Iron Studies & Full Blood Examination Results

Iron Studies Community Iron - FBE crop

These results are an example of when a patient has iron deficiency that has not yet turned into iron deficiency anaemia. If you look at the results you can see that the Ferritin is low but all other markers including Transferrin Saturation are normal.  This is a good sign that deficiency is in the early stages.

A patient with severe iron deficiency would usually present with depleted levels of Ferritin, Serum Iron and Transferrin saturation.  When there are low levels of all three of these markers, that indicates that the body is fresh out of iron.  There is no iron in savings (ferritin), there’s no iron in the till (serum iron) and there is no iron available with any of the delivery boys (transferrin saturation) who are moving it around the body (I like using a delivery restaurant analogy here with iron representing money).  Iron Deficiency Anaemia would be occurring or imminent for a patient who presents with those kind of results.   

However, your patient may have very little iron but still appear to have healthy red blood cells (RBC).  That is the difference between iron deficiency and iron deficiency anaemia.  Anaemia means that there is red blood cell production impairment.

In the example I have given here, the conclusive determination that this patient is not yet anaemic is because their haemoglobin (HB) in their Full Blood Examination (FBE) is not yet effected. Iron deficiency becomes “Iron deficiency anaemia” once we start to to see haemaglobin levels (along with other biomarkers in the FBE) decrease. 
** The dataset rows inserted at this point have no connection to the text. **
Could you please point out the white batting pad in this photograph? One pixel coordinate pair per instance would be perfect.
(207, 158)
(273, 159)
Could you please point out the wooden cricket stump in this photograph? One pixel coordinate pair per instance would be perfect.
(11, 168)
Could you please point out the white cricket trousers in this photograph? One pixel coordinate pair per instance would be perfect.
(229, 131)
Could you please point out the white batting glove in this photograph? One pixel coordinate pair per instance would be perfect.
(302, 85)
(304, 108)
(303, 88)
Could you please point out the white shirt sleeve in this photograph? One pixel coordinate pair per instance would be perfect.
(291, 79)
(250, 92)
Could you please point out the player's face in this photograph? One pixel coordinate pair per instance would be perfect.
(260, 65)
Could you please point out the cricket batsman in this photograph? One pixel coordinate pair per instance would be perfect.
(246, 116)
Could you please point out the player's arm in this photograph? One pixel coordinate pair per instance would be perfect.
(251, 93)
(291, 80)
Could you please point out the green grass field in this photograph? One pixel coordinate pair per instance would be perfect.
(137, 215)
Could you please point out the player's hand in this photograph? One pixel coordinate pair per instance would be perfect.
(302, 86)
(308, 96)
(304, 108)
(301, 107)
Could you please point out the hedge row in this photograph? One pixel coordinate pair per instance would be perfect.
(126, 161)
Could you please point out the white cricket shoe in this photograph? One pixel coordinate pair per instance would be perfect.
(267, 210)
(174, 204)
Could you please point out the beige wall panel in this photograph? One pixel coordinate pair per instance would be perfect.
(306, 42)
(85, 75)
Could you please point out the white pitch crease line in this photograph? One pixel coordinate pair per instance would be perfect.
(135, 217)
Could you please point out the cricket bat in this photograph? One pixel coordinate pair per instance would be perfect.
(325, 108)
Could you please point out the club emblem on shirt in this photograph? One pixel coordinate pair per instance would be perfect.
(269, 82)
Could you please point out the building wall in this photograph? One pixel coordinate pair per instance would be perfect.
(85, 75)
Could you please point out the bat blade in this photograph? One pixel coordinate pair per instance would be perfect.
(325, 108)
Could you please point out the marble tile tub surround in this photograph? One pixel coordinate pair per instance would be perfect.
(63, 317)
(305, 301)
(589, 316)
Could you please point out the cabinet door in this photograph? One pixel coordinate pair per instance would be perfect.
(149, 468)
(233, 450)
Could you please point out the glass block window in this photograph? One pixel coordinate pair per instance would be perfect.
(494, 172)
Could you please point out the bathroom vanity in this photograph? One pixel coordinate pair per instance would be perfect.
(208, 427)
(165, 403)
So once the lack of iron begins to impair production of red blood cells, that is when it is called iron deficiency anaemia.  Because the lack of iron means that the amount of haemoglobin that is produced is impaired.  The size of the erythrocytes (red blood cells) are also impaired and we can determine RBC size by looking at the Mean Corpuscular Volume (MCV) and the Red Cell Distribution Width (RDW).  Iron deficiency anaemia usually means that RBC get smaller.  

So impairment of RBC is the difference between iron deficiency and iron deficiency anaemia.  That is why it is particularly useful to have both the Full Blood Examination and Iron Studies testing done at the same time.